Saturday, December 12, 2009

When cookbooks lead you astray

Recently I tried the Baked Chicken, Lemon and Pea Risotto recipe from Donna Hay's "Off the Shelf."



I'm always looking for recipes I can make when I get home from work that don't require too much from me. Ours isn't a household that shares the cooking: it's just me or the lovely folks over at Mina's Thai restaurant. The spouse can make a box of mac and cheese and he does so quite willingly, but, well, you know. It's not exactly cooking (sorry sweetie... I love you...you don't cook.)

The Donna Hay caught my eye because:

  • It had gorgeous photos of all the dishes 
  • They seemed easy enough.

So on to the risotto tale. It was excellent. The leek and lemon flavors blended really nicely with the moist chunks of chicken. Also, anything I can dump in chicken stock, rice and add heat to and it tastes good? Well, I'm in. And it made a LOT of food. Which is essential in our house where the above spouse can fill his lanky frame to the brim with massive quantities of food.

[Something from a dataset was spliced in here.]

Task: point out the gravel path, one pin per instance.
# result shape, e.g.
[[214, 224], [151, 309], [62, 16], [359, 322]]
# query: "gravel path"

The rice never got soft and risotto-y. It was al dente at best. I followed the directions. I didn't add anything or even cut a corner. And yet? Not really what Hay was suggesting it would be. We ate it. It wasn't horrible. Just resulted in us looking at each other garbling, "Crunchy!" while we munched.

Which reminds me of another cookbook-astray-leading... the Barefoot Contessa. Ina! You brilliant bitch! That turkey meatloaf recipe is divine. But it appears that you created a recipe to serve an entire army of hungry spouses rather than just the one.




Having never cooked much with ground turkey, I thought, "huh, that's a LOT of turkey in there--maybe it shrinks or something." Even the spouse was surprised at the size of the giant raw loaf going into the oven.

Ground turkey doesn't shrink.

It's just a ginormous meat loaf recipe. We had leftovers for nearly two weeks. It was the loaf that just wouldn't die. And no one wants to eat that much turkey meat loaf. Seriously.

It's hard to write a recipe that is easy to follow, easy to recreate, and that will be the right amount in your readers' expectations.

What's is easy? Selling me a book with gorgeous pictures of food. At least they've got that down!